Nuppenbecher im Landesmuseum Mainz
Ein aus dem Osten importierter Becher wurde im Nordwesten des Römischen Reichs gefunden. Der Becher besteht aus farblosem Glas und ist sehr dickwandig. Das Gefäß ist in halber Gefäßhöhe mit einem Band von 17 kleinen blauen Nuppen von überwiegend ovaler Form verziert. Dabei wird das Nuppenband von zwei breiten und tiefen Schliffrillen gesäumt. Eine dritte Schliffrille befindet sich dann noch unmittelbar unter dem Rand.

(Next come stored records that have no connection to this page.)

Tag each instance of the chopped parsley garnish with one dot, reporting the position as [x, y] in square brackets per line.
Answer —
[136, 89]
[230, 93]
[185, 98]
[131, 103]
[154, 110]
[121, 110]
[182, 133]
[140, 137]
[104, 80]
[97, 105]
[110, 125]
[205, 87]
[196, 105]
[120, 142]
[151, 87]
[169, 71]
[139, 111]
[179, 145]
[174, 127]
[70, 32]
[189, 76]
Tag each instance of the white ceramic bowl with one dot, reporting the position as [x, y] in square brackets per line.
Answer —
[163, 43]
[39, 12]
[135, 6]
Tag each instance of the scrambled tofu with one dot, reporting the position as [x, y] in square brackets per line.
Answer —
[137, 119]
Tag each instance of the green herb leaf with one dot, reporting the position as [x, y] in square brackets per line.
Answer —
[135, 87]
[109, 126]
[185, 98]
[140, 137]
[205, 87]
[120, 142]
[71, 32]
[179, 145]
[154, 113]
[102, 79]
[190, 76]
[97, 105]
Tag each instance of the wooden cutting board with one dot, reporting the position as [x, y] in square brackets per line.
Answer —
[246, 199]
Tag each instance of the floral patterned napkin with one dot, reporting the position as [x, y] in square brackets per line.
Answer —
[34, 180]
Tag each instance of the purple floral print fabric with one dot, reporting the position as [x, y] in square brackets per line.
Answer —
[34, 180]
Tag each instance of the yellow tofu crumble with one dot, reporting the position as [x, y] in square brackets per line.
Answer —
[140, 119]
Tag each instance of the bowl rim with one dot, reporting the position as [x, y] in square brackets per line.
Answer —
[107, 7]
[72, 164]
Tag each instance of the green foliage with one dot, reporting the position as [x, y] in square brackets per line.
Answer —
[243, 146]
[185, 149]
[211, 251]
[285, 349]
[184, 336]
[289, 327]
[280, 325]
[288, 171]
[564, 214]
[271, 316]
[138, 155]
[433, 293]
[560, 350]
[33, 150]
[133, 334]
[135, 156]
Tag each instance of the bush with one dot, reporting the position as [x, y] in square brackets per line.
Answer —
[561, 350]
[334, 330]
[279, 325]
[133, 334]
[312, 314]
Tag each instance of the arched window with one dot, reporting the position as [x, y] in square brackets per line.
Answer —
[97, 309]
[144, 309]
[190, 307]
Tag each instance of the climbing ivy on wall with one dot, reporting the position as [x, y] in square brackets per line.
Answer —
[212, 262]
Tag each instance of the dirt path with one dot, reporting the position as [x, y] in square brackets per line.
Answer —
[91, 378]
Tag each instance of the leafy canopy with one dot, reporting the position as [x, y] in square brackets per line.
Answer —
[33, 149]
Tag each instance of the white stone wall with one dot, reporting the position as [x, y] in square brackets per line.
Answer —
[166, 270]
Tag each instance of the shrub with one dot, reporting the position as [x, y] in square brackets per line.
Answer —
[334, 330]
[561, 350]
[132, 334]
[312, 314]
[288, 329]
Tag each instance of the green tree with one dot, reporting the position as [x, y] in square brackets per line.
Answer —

Nuppengefäße mit Golddekor
Aus dem Gräberfeld bei St. Severin in Köln stammt das Unterteil eines Glasgefäßes mit blauen Nuppen und figürlichem Golddekor. Auf den Gefäßkörper wurde zunächst eine Goldfolie aufgebracht, auf welche dann, ähnlich wie bei der Herstellung von Zwischengoldglas die Nuppe aufgeschmolzen wurde. Dargestellt sind biblische Szenen, darunter Szenen aus der Jonasgeschichte, Adam und Eva sowie Daniel in der Löwengrube. Vergleichbare Nuppen wurden auch aus Katakomben in Rom bekannt.
Literatur
- Martine Newby, Kenneth Painter: Roman Glass: Two centuries of Art and Invention, London, Society of Antiquaries of London 1991
- Michael J. Klein (Hrsg.): Römische Glaskunst und Wandmalerei, Mainz, von Zabern 1999
- Rosemarie Lierke: Antike Glastöpferei, Ein vergessenes Kapitel der Geschichte, Mainz, von Zabern 1999
- Kenneth Painter: Die Goldglasschale von St. Severin. In: D. Harden u. a., Glas der Caesaren. Ausstellungskatalog Köln 1988, S. 279–281.